- Born: Celia Graham 1976 (age 49–50) Glasgow
- Occupations: Actress, Singer/Songwriter
- Years active: 1987 - present

= Celia Graham =

British actress (born 1976)

Celia Graham (born in 1976) is a Scottish musical theatre actress. She began her career at the age of 11 performing in Scottish Opera's Street Scene by Kurt Weill, at the Theatre Royal in Glasgow.

She is mostly known for playing Christine Daaé in The Phantom of the Opera in 2008 with John Owen-Jones and she took over the role from Sierra Boggess in Love Never Dies in 2011 in London's West End. Celia Graham has done recording for films and television programmes. Celia Graham was the last Christine Daaé in Love Never Dies.

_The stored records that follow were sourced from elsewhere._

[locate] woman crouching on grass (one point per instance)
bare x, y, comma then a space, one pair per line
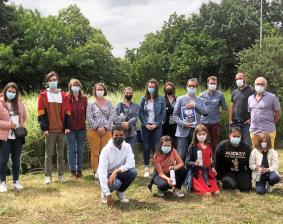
12, 116
167, 162
203, 181
264, 165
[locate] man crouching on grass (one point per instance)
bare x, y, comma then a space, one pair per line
116, 169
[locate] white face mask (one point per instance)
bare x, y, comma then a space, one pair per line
166, 149
259, 89
263, 145
240, 83
100, 93
201, 138
212, 87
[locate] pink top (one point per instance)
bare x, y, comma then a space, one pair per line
5, 120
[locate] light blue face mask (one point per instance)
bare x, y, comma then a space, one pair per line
75, 89
10, 95
53, 85
151, 90
235, 140
166, 149
191, 91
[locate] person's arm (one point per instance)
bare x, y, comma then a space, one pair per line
142, 112
176, 113
252, 160
90, 118
130, 160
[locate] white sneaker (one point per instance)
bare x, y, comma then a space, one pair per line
146, 172
177, 193
122, 197
103, 198
269, 188
3, 187
160, 193
47, 180
17, 185
62, 179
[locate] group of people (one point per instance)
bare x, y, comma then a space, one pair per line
182, 133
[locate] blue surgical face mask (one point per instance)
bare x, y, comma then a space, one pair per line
151, 90
166, 149
191, 91
75, 89
53, 84
235, 140
10, 95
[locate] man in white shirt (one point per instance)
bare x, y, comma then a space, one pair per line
116, 169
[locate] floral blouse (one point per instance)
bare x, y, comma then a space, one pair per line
100, 117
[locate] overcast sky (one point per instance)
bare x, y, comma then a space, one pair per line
124, 22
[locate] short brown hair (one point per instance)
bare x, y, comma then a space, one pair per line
102, 85
212, 77
266, 138
199, 128
50, 74
169, 84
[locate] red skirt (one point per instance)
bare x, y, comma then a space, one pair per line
200, 187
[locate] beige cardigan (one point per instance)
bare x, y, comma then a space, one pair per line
256, 159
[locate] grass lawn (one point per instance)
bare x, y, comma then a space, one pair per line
78, 201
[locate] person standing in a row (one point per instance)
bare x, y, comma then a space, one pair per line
151, 114
239, 115
213, 100
12, 116
187, 114
169, 126
54, 118
100, 117
127, 114
76, 137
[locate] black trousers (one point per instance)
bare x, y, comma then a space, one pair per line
162, 184
237, 180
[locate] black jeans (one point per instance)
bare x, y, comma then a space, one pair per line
162, 184
13, 147
237, 180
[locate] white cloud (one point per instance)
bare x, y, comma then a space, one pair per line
124, 22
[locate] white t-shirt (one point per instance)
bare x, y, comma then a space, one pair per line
15, 119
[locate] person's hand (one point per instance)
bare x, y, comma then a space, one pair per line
148, 126
190, 105
214, 171
112, 179
169, 181
196, 163
13, 125
110, 201
187, 125
125, 125
153, 126
101, 131
46, 133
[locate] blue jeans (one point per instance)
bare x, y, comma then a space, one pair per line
150, 141
272, 177
75, 145
123, 180
13, 147
246, 134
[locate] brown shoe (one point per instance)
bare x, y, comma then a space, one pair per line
73, 173
79, 174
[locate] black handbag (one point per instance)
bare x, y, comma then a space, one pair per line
20, 132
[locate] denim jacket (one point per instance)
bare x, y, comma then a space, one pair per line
159, 110
200, 109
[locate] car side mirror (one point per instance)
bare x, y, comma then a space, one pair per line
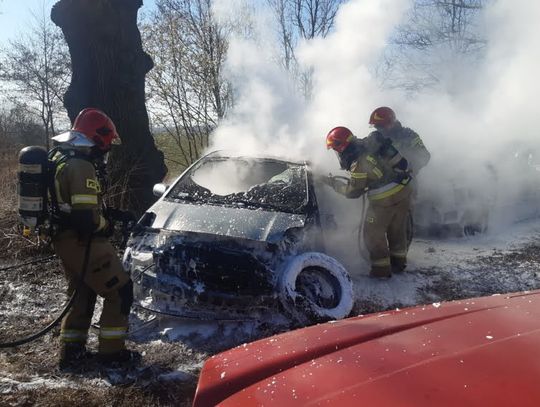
159, 189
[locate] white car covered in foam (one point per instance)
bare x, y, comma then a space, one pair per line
234, 236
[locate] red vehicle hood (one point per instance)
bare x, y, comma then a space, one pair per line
483, 351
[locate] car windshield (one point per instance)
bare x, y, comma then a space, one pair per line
249, 182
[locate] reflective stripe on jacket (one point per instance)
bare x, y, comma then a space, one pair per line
77, 187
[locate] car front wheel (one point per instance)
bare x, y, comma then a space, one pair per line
314, 287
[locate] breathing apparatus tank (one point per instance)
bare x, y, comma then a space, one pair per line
32, 188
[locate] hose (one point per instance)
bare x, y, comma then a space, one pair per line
66, 309
42, 260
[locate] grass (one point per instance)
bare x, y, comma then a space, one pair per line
173, 155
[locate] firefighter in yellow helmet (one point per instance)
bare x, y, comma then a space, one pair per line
378, 170
78, 155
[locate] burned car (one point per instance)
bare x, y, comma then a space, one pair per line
234, 237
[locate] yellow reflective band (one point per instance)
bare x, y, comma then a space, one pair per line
371, 159
93, 184
386, 194
83, 199
113, 332
102, 223
359, 175
377, 172
57, 183
381, 262
73, 335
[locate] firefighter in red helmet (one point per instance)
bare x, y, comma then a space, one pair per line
378, 170
78, 158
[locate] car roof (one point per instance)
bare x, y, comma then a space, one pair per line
483, 351
237, 154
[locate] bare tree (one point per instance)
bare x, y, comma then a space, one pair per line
18, 128
434, 33
302, 19
188, 93
37, 66
109, 71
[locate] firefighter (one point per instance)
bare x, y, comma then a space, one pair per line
80, 153
406, 140
378, 170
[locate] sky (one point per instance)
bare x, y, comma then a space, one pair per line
475, 121
474, 124
15, 15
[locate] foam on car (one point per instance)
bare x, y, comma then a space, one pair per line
289, 295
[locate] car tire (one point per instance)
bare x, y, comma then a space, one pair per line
314, 287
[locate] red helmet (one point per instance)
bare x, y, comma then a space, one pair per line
382, 116
96, 126
339, 138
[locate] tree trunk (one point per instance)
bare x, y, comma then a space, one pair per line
109, 69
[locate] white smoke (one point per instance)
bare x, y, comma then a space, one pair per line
474, 124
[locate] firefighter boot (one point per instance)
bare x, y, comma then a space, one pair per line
72, 354
124, 356
380, 272
398, 264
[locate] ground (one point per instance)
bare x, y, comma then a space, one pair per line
173, 350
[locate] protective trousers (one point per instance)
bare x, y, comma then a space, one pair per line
105, 277
385, 236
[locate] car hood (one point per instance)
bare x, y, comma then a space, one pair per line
233, 222
473, 352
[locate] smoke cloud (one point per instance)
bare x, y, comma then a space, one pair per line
479, 123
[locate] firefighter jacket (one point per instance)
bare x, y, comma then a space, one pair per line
378, 177
410, 145
78, 192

She has done recording for Easy Virtue and Johnny English Reborn and Young Victoria.

As part of the celebrations in honour of the centenary of the Entente Cordiale, Celia Graham took part in a performance of Les Misérables at Windsor Castle with Ramin Karimloo and Michael Ball in the presence of Queen Elizabeth II and French President Jacques Chirac.

Celia has toured England with Ramin Karimloo where they stopped at main cities such as Southampton and Birmingham where they sang songs from Les Misérables, The Phantom of the Opera, Miss Saigon, South Pacific and Love Never Dies where it ended at the Southampton Mayflower Theatre.

Celia recently toured the U.K. And Europe playing Jellylorum in "Cats".